PREMIERE: Swaré manufactures smooth, sexy dance pop in ‘Remember’
Swaré has come out with a somewhat calculated, autotune-heavy club pop song called ‘Remember’, following on from his debut ‘I Want You to Move’. The song was produced by ARIA-nominated Michael McGlynn and co-produced by Toby Chew of Sydney electronic duo MOZA.
‘Remember’ is an infectious dance tune with dark tinges throughout. While it’s evident Swaré is still in his early days of his career with a few somewhat ambiguous or cliché lyrics, detailing a night out with a love interest, the potential he possesses is still evident here. The lyrics paint a darker, and at times disturbing, picture than that of the production, which is a groove-filled dance track that will definitely get you moving. Lines like “Don’t know love without violence,” and later on, “These conversations bore you if you’re not getting paid,” are a bit confusing for the listener, especially considering how contagious and great the hook is. It would be interesting to see him detail a more intricate portrait of the woman in question than using reductive phrases, as his voice is hugely impressive and when paired with this style of dark club pop that would delight fans of The Weeknd, it is a formidable combo.

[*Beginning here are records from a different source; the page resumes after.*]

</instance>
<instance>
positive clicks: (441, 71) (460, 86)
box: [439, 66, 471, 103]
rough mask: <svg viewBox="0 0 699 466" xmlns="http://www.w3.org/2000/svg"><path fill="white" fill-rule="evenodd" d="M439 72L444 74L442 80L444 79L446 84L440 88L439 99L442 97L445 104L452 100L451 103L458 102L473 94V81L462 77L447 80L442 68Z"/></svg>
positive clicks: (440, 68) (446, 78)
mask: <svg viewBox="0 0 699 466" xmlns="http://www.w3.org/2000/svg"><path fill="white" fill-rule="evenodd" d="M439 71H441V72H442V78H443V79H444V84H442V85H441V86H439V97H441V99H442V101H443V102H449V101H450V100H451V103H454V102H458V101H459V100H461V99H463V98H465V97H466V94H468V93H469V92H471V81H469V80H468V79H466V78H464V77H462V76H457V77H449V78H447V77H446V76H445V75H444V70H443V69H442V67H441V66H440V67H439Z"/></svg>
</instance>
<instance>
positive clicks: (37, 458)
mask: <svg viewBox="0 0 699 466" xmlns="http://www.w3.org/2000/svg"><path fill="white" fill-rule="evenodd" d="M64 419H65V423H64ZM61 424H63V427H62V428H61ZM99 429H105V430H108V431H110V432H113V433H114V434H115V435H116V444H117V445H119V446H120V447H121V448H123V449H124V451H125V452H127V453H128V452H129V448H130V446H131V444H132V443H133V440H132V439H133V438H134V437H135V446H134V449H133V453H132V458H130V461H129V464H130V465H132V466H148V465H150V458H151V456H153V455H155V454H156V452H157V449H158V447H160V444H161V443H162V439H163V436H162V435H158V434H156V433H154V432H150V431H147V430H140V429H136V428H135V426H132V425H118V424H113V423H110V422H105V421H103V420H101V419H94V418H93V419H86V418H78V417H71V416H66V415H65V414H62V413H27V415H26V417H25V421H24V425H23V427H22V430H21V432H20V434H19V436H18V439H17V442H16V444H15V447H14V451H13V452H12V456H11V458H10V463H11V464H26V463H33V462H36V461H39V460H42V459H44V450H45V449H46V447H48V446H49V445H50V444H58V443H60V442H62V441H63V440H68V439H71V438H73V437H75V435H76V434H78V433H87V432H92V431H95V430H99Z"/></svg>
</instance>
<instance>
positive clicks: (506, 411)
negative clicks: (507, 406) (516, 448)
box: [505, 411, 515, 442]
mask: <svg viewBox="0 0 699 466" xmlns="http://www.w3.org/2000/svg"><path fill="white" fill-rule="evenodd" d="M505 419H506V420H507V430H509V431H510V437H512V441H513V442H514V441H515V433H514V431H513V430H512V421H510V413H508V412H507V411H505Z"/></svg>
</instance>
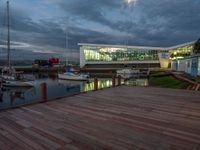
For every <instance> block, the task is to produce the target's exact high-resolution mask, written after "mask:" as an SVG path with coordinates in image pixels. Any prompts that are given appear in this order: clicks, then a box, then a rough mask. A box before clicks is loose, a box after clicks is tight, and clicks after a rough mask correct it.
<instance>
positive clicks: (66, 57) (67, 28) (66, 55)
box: [65, 28, 69, 66]
mask: <svg viewBox="0 0 200 150" xmlns="http://www.w3.org/2000/svg"><path fill="white" fill-rule="evenodd" d="M65 47H66V51H68V47H69V41H68V28H67V29H66V41H65ZM68 64H69V57H68V55H67V52H66V66H67V65H68Z"/></svg>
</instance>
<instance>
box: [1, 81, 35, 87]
mask: <svg viewBox="0 0 200 150" xmlns="http://www.w3.org/2000/svg"><path fill="white" fill-rule="evenodd" d="M2 85H3V86H7V87H33V86H34V82H31V81H8V80H4V81H3V82H2Z"/></svg>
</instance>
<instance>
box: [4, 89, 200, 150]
mask: <svg viewBox="0 0 200 150" xmlns="http://www.w3.org/2000/svg"><path fill="white" fill-rule="evenodd" d="M0 149H5V150H9V149H10V150H13V149H15V150H22V149H26V150H32V149H37V150H40V149H50V150H51V149H63V150H80V149H86V150H90V149H109V150H111V149H118V150H128V149H129V150H137V149H142V150H172V149H174V150H175V149H176V150H178V149H180V150H197V149H200V93H199V92H197V91H188V90H174V89H161V88H152V87H128V86H118V87H114V88H109V89H105V90H99V91H95V92H89V93H83V94H79V95H75V96H72V97H68V98H63V99H59V100H55V101H50V102H46V103H40V104H35V105H30V106H24V107H21V108H16V109H10V110H7V111H2V112H0Z"/></svg>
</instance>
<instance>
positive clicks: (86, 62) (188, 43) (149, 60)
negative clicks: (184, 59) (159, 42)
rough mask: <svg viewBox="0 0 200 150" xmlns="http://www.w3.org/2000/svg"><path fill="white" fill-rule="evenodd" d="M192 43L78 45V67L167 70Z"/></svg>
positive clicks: (187, 48)
mask: <svg viewBox="0 0 200 150" xmlns="http://www.w3.org/2000/svg"><path fill="white" fill-rule="evenodd" d="M193 44H194V42H190V43H185V44H181V45H177V46H174V47H168V48H164V47H143V46H125V45H103V44H86V43H79V44H78V45H79V46H80V66H81V67H87V66H94V67H98V66H99V67H101V66H103V67H106V66H108V65H109V66H111V67H114V66H120V65H121V66H131V67H135V66H137V67H145V68H148V67H161V68H167V67H168V66H169V63H170V57H171V59H176V58H181V57H184V56H188V55H190V54H191V53H192V47H193Z"/></svg>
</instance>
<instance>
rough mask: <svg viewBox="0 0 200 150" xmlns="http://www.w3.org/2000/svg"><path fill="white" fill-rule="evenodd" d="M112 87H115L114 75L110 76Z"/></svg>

Swaré has said that while ‘Remember’ offers up a smooth, sexy dance pop sound sonically, it “definitely has more meaning for [him] personally.” “It’s the first time I’m actually singing about stuff that happened to me that isn’t just about going out and dancing. I don’t think it’s a particularly dark track necessarily, there’s just more emotional stuff going on there. I still want people to dance to it,” he explains.
Indeed, ‘Remember’ is sonically groovy and incredibly smooth; its chorus definitely catches your ear while lyrically there’s a hint at a darker emotional underbelly, with heavy inspiration from the likes of The Weeknd. It closes with some interesting effects which leave a lasting impression. Swaré makes great club music and this latest will no doubt set dance floors alight.